“Firms are moving to level compensation, changing their fund lineups, dropping their 12b-1 fees altogether,” Slavin said.

Financial technology companies will play a “key role” in meeting the requirements of the fiduciary rule, said Morningstar. Advice and investment management made scalable by technology will be in higher demand, and more firms will create partnerships or launch in-house digital advice providers as a result of the rule.

More than $1 trillion in assets could shift to passive investment products in the rule’s wake, said Morningstar, with $140 billion coming directly from broker-dealers moving to a fiduciary standard. Companies providing suites of passive, index-based products like Vanguard, Charles Schwab, BlackRock and State Street stand to benefit.

More than $200 billion in annual IRA rollovers will likely fall under the rule, said Morningstar.

“Rollovers can actually continue as they are today when using the full best-interest contract exemption,” said Slavin. The best interest contract exemption, or BICE, permits most existing compensation structures to continue as long as the advisor signs a contract acknowledging his or her fiduciary status, adheres to ERISA’s impartial conduct standards, discloses information regarding any fees and potential material conflicts of interest, and maintains records demonstrating his or her continued adherence to contract standards.

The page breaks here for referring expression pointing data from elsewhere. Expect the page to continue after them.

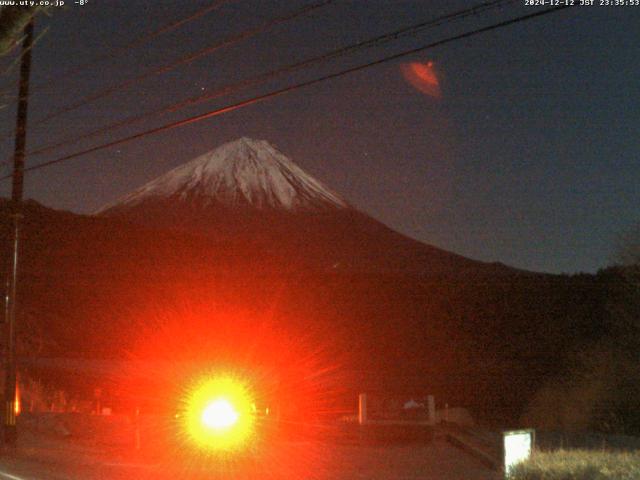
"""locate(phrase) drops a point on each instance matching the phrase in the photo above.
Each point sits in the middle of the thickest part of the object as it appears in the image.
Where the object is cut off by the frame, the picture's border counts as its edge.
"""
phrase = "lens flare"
(219, 414)
(423, 77)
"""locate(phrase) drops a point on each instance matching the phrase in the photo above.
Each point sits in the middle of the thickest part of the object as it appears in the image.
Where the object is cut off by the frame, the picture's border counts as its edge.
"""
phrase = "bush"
(579, 465)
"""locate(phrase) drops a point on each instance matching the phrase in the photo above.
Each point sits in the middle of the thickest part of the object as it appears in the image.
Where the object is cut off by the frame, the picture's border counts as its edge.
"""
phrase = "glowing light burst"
(423, 77)
(219, 415)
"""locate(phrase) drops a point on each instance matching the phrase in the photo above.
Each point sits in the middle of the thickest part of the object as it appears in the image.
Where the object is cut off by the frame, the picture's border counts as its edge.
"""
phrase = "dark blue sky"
(529, 158)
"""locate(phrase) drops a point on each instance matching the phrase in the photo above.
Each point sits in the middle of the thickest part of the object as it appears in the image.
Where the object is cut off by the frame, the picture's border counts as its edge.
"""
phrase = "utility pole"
(10, 390)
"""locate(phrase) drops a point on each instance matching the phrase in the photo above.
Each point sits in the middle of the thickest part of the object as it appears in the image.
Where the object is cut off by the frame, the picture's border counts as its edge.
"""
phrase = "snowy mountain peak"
(241, 173)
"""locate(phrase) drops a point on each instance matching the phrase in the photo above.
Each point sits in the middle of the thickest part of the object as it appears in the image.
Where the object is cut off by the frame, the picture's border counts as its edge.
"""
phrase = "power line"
(276, 93)
(116, 51)
(262, 78)
(232, 40)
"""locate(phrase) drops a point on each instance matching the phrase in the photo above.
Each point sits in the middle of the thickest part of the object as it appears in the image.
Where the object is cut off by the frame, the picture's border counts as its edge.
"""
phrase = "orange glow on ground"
(423, 77)
(16, 405)
(218, 414)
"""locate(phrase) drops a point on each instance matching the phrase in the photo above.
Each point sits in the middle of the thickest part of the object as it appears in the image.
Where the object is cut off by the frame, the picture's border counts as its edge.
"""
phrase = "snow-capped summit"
(239, 174)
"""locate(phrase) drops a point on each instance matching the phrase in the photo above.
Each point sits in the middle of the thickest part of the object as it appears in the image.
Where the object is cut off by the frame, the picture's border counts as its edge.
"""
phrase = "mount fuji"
(243, 174)
(246, 192)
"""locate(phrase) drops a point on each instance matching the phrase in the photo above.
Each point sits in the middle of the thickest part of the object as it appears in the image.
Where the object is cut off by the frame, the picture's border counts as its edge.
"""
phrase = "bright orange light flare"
(423, 77)
(218, 414)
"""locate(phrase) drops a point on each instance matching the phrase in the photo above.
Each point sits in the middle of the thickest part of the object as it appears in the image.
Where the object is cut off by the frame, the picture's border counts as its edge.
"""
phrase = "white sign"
(518, 446)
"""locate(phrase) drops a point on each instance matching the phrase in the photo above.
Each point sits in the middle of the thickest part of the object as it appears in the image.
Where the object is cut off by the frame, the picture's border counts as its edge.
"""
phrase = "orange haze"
(423, 77)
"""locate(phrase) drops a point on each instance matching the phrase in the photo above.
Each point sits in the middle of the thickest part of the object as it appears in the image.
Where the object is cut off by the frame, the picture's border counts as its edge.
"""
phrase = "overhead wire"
(264, 77)
(282, 91)
(115, 52)
(228, 41)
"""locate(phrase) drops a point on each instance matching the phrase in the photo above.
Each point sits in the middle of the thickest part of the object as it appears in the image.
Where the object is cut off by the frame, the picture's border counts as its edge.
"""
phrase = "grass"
(579, 465)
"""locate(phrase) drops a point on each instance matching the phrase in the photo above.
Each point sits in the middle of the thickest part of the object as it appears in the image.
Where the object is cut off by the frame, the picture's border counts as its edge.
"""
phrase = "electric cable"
(263, 78)
(229, 41)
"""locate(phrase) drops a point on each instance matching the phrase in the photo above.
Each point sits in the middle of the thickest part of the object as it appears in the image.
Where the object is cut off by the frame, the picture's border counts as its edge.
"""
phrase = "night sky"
(528, 155)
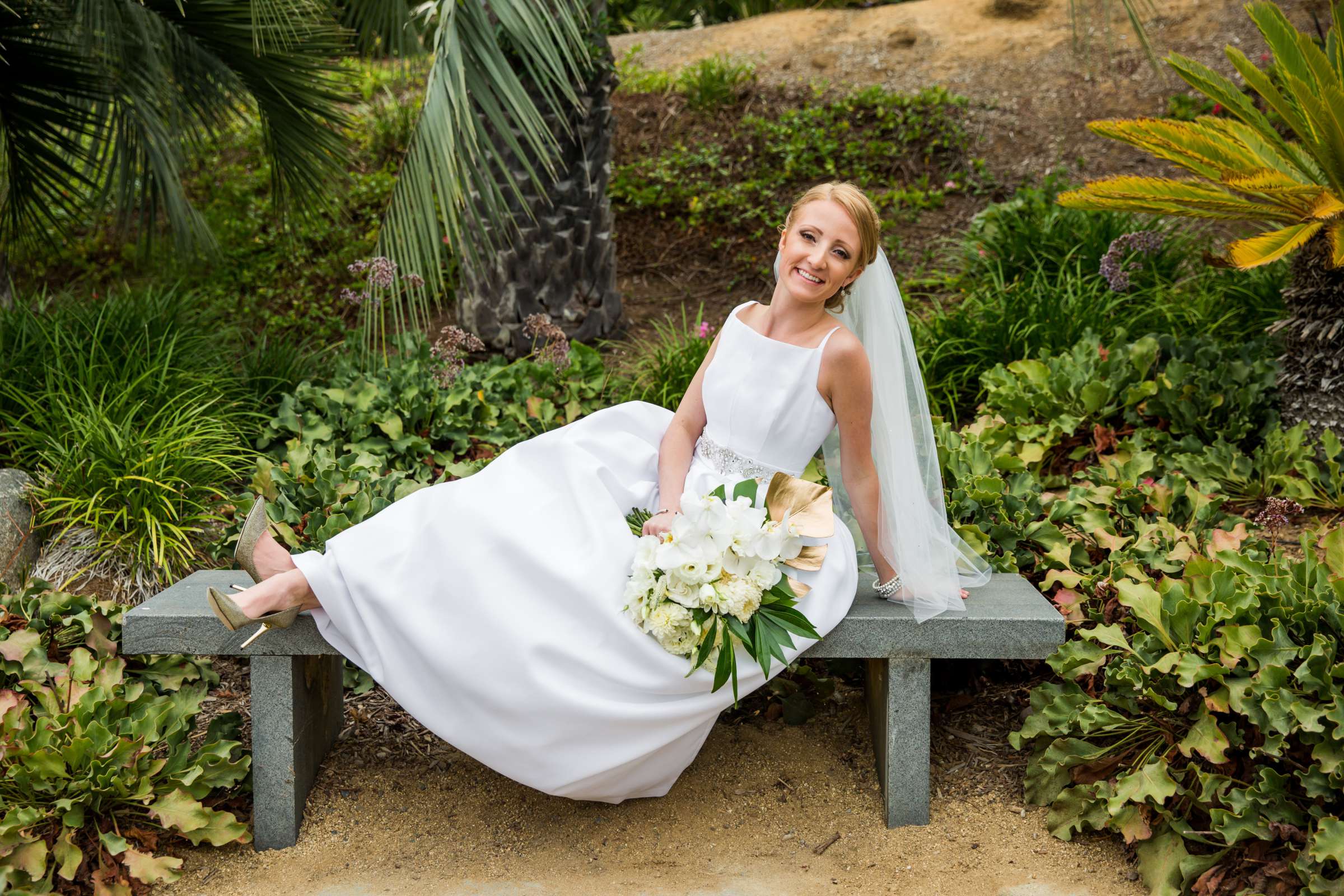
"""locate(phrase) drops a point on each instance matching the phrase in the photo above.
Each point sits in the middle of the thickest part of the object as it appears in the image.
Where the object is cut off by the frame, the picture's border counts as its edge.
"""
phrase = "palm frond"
(46, 89)
(384, 29)
(1264, 249)
(1166, 197)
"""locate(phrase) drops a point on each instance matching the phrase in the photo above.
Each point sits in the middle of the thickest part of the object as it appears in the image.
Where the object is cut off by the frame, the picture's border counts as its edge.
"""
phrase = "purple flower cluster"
(448, 351)
(1276, 515)
(1146, 242)
(378, 273)
(557, 349)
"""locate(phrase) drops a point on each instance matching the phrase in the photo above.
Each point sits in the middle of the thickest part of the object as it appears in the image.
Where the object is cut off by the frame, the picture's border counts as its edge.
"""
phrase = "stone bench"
(297, 708)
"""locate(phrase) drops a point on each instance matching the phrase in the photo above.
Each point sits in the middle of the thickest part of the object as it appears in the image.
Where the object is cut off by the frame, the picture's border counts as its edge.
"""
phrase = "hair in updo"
(864, 214)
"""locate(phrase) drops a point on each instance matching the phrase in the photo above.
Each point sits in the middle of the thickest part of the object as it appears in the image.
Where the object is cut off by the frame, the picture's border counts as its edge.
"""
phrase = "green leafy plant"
(1203, 725)
(714, 81)
(99, 762)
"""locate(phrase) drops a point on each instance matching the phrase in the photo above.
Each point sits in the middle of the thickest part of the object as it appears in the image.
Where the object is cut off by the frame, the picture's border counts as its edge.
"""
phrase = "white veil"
(913, 534)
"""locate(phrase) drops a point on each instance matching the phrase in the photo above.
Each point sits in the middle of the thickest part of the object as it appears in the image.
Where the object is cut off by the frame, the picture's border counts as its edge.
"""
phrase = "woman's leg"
(277, 593)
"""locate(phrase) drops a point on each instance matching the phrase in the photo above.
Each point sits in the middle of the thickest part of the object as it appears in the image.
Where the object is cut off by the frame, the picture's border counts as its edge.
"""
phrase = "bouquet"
(717, 577)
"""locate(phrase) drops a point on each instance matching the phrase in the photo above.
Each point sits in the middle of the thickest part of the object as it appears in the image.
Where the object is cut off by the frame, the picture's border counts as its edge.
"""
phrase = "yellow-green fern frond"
(1326, 206)
(1336, 235)
(1264, 249)
(1193, 146)
(1167, 197)
(1269, 182)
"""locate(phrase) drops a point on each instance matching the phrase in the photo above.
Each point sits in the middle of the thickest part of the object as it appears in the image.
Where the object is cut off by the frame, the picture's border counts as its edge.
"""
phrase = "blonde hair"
(864, 214)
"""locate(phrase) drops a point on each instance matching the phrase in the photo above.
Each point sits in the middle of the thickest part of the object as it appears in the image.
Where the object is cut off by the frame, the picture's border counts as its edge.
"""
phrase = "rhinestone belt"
(729, 463)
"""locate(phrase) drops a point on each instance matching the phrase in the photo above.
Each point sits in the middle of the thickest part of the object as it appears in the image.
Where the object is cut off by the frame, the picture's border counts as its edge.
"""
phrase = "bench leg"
(898, 715)
(297, 712)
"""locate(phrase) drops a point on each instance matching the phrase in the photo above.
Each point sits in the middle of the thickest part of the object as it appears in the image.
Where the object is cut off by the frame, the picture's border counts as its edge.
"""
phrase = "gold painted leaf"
(808, 504)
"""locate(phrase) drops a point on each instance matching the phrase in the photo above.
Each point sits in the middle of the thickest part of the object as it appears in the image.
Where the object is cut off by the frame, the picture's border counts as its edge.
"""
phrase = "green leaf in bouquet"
(726, 665)
(792, 621)
(741, 631)
(774, 640)
(748, 488)
(706, 647)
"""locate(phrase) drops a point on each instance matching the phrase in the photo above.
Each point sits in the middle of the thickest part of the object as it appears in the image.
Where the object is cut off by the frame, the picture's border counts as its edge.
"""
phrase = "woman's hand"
(660, 523)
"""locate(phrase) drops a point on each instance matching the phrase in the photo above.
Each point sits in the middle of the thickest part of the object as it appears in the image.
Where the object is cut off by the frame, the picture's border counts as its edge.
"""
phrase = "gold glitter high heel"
(253, 528)
(234, 618)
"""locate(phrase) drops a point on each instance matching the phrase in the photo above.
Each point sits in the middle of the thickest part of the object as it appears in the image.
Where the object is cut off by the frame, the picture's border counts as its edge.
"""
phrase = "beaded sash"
(729, 463)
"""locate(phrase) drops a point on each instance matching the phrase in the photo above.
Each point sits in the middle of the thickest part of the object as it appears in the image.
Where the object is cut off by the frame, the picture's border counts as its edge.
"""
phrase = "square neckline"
(805, 348)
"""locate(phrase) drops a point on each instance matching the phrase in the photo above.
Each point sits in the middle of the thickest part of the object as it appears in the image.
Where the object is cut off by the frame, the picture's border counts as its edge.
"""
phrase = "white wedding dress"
(489, 608)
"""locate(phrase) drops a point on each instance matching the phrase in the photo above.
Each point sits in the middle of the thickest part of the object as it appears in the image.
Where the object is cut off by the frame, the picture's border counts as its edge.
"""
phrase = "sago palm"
(1249, 171)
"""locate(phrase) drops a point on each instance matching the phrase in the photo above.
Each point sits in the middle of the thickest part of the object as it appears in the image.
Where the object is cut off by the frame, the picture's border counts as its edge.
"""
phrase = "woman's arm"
(678, 444)
(851, 399)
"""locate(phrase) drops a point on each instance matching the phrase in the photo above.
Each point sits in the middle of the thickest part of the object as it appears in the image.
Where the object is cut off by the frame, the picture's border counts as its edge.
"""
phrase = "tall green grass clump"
(662, 368)
(135, 414)
(1035, 277)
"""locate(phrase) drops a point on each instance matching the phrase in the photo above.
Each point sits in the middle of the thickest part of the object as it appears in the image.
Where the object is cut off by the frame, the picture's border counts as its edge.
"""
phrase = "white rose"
(764, 574)
(683, 593)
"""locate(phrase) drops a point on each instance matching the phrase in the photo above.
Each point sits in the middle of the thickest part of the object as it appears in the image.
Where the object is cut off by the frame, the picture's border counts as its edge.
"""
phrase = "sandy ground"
(748, 817)
(767, 808)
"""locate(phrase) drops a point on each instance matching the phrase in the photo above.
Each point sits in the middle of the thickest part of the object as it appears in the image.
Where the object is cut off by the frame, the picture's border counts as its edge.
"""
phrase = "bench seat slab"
(297, 712)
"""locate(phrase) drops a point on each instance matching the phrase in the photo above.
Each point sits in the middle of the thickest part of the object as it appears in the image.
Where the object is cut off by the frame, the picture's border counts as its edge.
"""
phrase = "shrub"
(97, 757)
(400, 414)
(1054, 301)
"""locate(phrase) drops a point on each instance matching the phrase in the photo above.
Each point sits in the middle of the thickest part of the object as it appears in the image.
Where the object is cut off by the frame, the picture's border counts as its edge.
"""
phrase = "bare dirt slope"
(768, 808)
(1030, 100)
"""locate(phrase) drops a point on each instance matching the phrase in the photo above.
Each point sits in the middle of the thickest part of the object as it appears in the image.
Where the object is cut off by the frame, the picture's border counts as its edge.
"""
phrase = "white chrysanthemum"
(684, 543)
(698, 571)
(646, 553)
(763, 574)
(674, 627)
(734, 595)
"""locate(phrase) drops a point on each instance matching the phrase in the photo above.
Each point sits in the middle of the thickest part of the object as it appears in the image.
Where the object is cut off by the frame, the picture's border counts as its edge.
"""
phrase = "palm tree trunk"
(563, 265)
(1311, 382)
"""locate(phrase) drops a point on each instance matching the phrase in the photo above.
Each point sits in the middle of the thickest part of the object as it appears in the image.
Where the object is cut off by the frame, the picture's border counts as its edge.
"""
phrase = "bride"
(489, 608)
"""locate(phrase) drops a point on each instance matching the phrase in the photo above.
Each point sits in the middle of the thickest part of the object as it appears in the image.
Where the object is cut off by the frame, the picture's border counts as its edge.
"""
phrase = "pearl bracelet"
(889, 587)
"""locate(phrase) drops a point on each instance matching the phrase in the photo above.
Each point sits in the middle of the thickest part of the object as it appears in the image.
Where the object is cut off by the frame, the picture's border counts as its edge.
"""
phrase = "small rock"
(902, 38)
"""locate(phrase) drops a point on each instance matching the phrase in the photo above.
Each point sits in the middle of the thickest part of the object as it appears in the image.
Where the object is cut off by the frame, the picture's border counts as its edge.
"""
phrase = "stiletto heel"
(234, 618)
(253, 528)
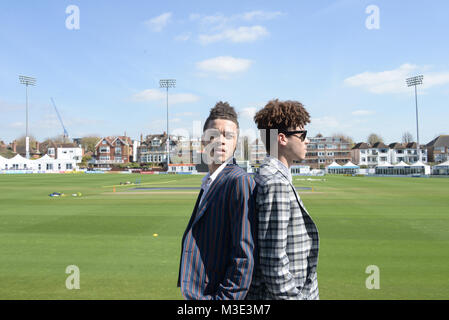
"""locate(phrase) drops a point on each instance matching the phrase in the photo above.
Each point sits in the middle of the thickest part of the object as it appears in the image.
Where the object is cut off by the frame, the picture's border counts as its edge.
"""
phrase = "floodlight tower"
(167, 83)
(415, 81)
(27, 81)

In order to roll over client assets into an IRA, Morningstar said that wealth management firms will also have to show why the rollover would be in the clients’ best interest and show them what the benefits are for extra costs they might incur.

Active asset managers like Eaton Vance, Invesco, Legg Mason and AllianceBernstein will need to rework their payment structures, said Morningstar, to revise and possibly eliminate revenue-sharing agreements and 12b-1 fees.

Companies with hybrid services like Raymond James will likely adopt the fiduciary methods for their taxable accounts to avoid having two different systems and to avoid giving clients the perception of two differing service levels. For this reason, the advisor forces of full-service wealth managers like Raymond James and the wirehouses will likely consolidate in the rule’s wake.

Even level-fee RIAs would be subject to the standards of a streamlined best-interest contract.

Morningstar said that with the potential reduction in rollovers, retirement plan providers could benefit because more assets will stay on their platforms. But net inflows to wealth management firms will decrease.